The US Senate today rejected the "Convention on the Rights of Persons with Disabilites". This convention is modeled after the 1990 Americans with Disabilities Act (ADA). This article from Politico outlines some of the issues surrounding the treaty.
Before forming judgements on the wisdom of this action, it would be wise to read the convention, which is neither short, nor simple. It reminds me of the PPACA in its length and lack of specificity. As with the PPACA, I suspect that the convention will also have unintended consequences in those nations that ratify, and try to implement it.
Popular perception is that treaties like this convention are helpful, but this perception flies in the face of experience, both public and private.
As an example let's say you want to increase donations to charity at your workplace. One approach would be to donate yourself, and then encourage your fellow employees to do the same. Hold contests and parties. Conduct fund-raisers and speak well of those who donate. You will likely not get as much money donated as you might like, but participation will be viewed positively, and peer pressure can be made a useful tool in encouraging ongoing support. If you take a leadership role, you can be proud of your role.
A second approach is to go to the boss and get authority to compel donations. You could do this any number of ways. You could just get the boss to deduct a percentage of everyone's paycheck. You could even hold a vote. You could also invite representatives of charities in to hold fundraisers, and then take notes on who donates, and who doesn't. Tell the boss, who personally encourages the employees not donating enough to do more. It is easy to imagine variations on this theme, and there is no doubt that the stronger "encouragement" to donate would result in more donations, but over time, the urge to donate would tend to wane. You would be seen as more of a snitch than a leader, and over time, people would tend to find ways to dodge the "tax".
The latter is what we have done with the ADA. The fact is that kindness cannot be compelled. Once compelled, it is transformed into something else, and the virtue in it is destroyed.
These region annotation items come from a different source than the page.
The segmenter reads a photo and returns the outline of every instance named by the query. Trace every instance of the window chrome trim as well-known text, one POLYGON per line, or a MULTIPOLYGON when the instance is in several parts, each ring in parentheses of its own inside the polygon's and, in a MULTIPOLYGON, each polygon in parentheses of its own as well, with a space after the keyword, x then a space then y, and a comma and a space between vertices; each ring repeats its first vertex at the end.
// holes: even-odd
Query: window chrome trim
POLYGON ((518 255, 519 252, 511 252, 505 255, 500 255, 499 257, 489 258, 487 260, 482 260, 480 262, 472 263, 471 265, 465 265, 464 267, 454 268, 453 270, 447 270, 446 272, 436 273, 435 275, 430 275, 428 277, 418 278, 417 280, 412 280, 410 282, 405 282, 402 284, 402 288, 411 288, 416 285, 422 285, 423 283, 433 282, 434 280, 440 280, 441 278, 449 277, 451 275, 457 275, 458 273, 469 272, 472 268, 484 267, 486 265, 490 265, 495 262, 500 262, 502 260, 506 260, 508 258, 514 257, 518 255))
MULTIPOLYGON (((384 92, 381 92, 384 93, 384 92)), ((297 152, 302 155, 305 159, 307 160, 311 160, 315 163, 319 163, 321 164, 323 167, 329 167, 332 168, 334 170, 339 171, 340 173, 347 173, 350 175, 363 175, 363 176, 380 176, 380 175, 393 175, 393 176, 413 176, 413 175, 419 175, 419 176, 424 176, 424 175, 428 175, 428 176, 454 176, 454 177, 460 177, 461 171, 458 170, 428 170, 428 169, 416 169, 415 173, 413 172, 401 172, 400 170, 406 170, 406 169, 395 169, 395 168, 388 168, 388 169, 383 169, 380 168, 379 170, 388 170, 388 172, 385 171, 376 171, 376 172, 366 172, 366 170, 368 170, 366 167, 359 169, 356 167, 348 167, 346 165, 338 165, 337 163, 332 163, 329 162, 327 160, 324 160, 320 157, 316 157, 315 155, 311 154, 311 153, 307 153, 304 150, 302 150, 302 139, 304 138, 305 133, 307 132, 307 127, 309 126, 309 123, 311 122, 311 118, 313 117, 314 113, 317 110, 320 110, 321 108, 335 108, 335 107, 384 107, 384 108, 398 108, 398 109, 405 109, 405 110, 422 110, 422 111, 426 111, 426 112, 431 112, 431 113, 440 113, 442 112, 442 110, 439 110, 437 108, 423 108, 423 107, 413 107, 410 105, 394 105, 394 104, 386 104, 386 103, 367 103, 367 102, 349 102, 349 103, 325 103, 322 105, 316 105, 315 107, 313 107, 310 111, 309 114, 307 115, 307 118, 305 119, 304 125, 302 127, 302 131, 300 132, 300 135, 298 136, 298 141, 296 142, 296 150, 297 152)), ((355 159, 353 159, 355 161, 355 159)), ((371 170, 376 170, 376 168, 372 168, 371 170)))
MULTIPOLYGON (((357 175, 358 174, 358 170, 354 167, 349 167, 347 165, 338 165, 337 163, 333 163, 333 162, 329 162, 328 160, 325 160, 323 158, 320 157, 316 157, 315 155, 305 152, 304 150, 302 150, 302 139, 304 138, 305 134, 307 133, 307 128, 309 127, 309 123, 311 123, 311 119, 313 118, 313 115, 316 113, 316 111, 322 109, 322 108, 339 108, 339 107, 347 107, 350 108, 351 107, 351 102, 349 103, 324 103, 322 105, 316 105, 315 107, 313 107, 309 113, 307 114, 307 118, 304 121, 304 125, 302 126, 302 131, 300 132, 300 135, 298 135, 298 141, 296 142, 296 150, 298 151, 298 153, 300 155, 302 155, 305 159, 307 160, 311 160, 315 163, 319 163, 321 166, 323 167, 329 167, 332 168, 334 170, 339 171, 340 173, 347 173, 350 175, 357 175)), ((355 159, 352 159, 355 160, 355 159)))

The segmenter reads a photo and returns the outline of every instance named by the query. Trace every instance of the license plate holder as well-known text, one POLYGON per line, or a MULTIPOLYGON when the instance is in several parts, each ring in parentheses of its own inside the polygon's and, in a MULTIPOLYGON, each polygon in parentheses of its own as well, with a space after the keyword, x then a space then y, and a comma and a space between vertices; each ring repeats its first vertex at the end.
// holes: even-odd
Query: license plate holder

Laws can provide short term gain toward the stated goal, but long term erosion of character - the very virtue that sustains charitable effort.
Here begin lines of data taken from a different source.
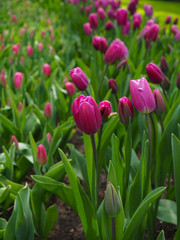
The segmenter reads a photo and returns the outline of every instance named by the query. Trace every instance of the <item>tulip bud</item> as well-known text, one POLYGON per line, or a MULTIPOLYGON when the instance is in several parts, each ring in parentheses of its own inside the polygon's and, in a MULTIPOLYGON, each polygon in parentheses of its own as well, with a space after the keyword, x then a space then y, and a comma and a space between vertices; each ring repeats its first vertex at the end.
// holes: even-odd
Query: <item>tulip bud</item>
POLYGON ((106 63, 114 64, 117 60, 128 57, 129 51, 125 44, 119 39, 114 40, 107 49, 104 60, 106 63))
POLYGON ((118 9, 116 12, 116 20, 119 26, 124 26, 128 20, 128 12, 126 9, 118 9))
POLYGON ((67 94, 68 94, 68 95, 74 95, 74 93, 75 93, 75 88, 74 88, 73 83, 67 82, 67 83, 65 83, 65 86, 66 86, 67 94))
POLYGON ((146 66, 146 72, 152 83, 160 83, 164 79, 161 69, 152 62, 146 66))
POLYGON ((95 37, 93 37, 92 42, 93 42, 93 46, 96 50, 99 50, 102 53, 106 52, 106 50, 108 48, 106 38, 95 36, 95 37))
POLYGON ((72 105, 72 113, 78 128, 88 135, 98 131, 101 126, 101 114, 95 100, 88 96, 80 95, 72 105))
POLYGON ((46 76, 49 76, 51 74, 51 67, 50 67, 50 65, 48 63, 45 63, 43 65, 43 73, 46 76))
POLYGON ((70 71, 70 76, 76 87, 83 91, 87 88, 88 86, 88 79, 85 75, 85 73, 79 68, 73 68, 70 71))
POLYGON ((155 109, 155 100, 148 81, 145 78, 130 81, 132 102, 140 113, 150 113, 155 109))
POLYGON ((46 134, 46 138, 47 138, 47 141, 48 141, 48 143, 49 143, 49 145, 51 144, 51 141, 52 141, 52 136, 51 136, 51 134, 50 133, 47 133, 46 134))
POLYGON ((96 29, 98 26, 98 15, 96 13, 91 13, 89 15, 89 23, 93 29, 96 29))
POLYGON ((32 54, 33 54, 33 47, 32 46, 27 46, 27 54, 28 54, 29 57, 32 56, 32 54))
POLYGON ((119 196, 116 192, 116 189, 110 182, 108 182, 107 184, 104 198, 104 206, 107 214, 110 217, 116 217, 121 210, 119 196))
POLYGON ((133 121, 134 109, 129 98, 122 97, 119 99, 118 112, 120 121, 123 124, 127 124, 129 122, 129 118, 131 118, 131 122, 133 121))
POLYGON ((15 143, 15 147, 17 149, 18 148, 18 140, 17 140, 17 138, 14 135, 11 136, 11 145, 13 143, 15 143))
POLYGON ((47 162, 46 149, 42 144, 40 144, 37 149, 37 160, 41 165, 44 165, 47 162))
POLYGON ((98 13, 98 16, 101 20, 106 18, 106 13, 105 13, 103 8, 101 8, 101 7, 98 8, 97 13, 98 13))
POLYGON ((102 101, 99 103, 99 110, 102 118, 106 118, 111 113, 111 103, 109 101, 102 101))
POLYGON ((164 56, 161 58, 161 70, 163 72, 168 72, 169 70, 169 64, 164 56))
POLYGON ((156 102, 156 107, 154 109, 154 112, 156 114, 161 114, 165 111, 165 104, 164 104, 163 97, 158 89, 153 91, 153 95, 156 102))
POLYGON ((114 23, 111 21, 107 21, 107 23, 105 24, 105 29, 106 31, 111 30, 112 28, 114 28, 114 23))
POLYGON ((21 88, 21 83, 23 79, 23 74, 21 72, 17 72, 14 74, 14 86, 15 88, 21 88))
POLYGON ((85 23, 83 25, 83 28, 86 35, 91 35, 93 33, 93 29, 91 28, 90 23, 85 23))
POLYGON ((52 115, 51 104, 48 102, 48 103, 46 103, 46 106, 44 107, 44 116, 47 118, 50 118, 51 115, 52 115))
POLYGON ((118 85, 113 78, 109 79, 109 89, 112 89, 112 93, 114 94, 118 91, 118 85))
One of General Robert E Lee's first acts when he became President of Washington College after the war was to abolish compulsory chapel. This was not a nod to agnosticism or some modern sensibility. General Lee was a dedicated Episcopalian, and a believer in the power of example, not force. As Lee put it: "As a general principle, you should not force young men to do their duty but to let them do it voluntarily, and thereby develop their character."
We do well to follow general Lee's advice.